What are your favorite books and films on the topic of sleep? And where about dreams they say, in principle, is wrong?

- There is a wonderful book by Michel Jouvet "Castle of Dreams". Its author more than 60 years ago discovered paradoxical sleep, a dream with dreams. He worked in this field for a very long time, he is well over eighty, and now he is retired, writes fiction books. In this book, he attributed many of his discoveries and discoveries of modern somnology, as well as interesting reflections and hypotheses to a fictional person who lives in the 18th century and tries to study sleep through various experiments. It turned out interesting, and it really has a real relationship to scientific data. I strongly advise you to read it. From popular science books, I like the book by Alexander Borbelli - this is a Swiss scientist, our ideas about the regulation of sleep are now based on his theory. The book was written in the 1980s, quite old, given the speed with which modern somnology is developing, but it explains the basics very well and at the same time in an interesting way.

Who wrote fundamentally wrong about sleep … In science fiction there is an idea that sooner or later a person will be able to get rid of sleep - with pills or exposure, but I do not remember a specific work where this would be told.

Do somnologists themselves suffer from insomnia - and what habits do you have that allow you to maintain sleep hygiene?

- Our wonderful psychologist, who deals with the regulation of sleep and insomnia, - Elena Rasskazova - says that somnologists rarely suffer from insomnia, because they know what sleep is. In order not to suffer from insomnia, the main thing is not to worry about the emerging syndromes. Ninety-five percent of people experience sleeplessness during one night at least once in their lives. It is difficult for us to fall asleep on the eve of an exam, a wedding, or some bright event, and this is normal. Especially if you suddenly have to rebuild the schedule - some people are very rigid in this regard. I myself was lucky in life: my parents adhered to a clear daily routine and taught me to do this as a child.
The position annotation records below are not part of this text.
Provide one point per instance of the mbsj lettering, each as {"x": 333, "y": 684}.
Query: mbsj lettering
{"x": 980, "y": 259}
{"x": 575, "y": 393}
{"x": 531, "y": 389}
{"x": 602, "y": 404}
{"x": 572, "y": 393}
Ideally, the regime should be constant, without jumps on weekends - this is very harmful, this is one of the main problems of the modern lifestyle. If on the weekend you went to bed at two and got up at twelve, and on Monday you want to go to bed at ten and get up at seven, this is unrealistic. To fall asleep, it also takes time - you need to give yourself a pause, calm down, relax, not watch TV, not be in a bright light at this moment. Avoid sleeping in the afternoon - most likely, it will make it difficult to fall asleep at night. When you cannot fall asleep, the main thing is not to be nervous - I would advise in such a situation not to lie or twirl in bed, but to get up and do something calm: a minimum of light and calm activities, reading a book or household chores. And the dream will come.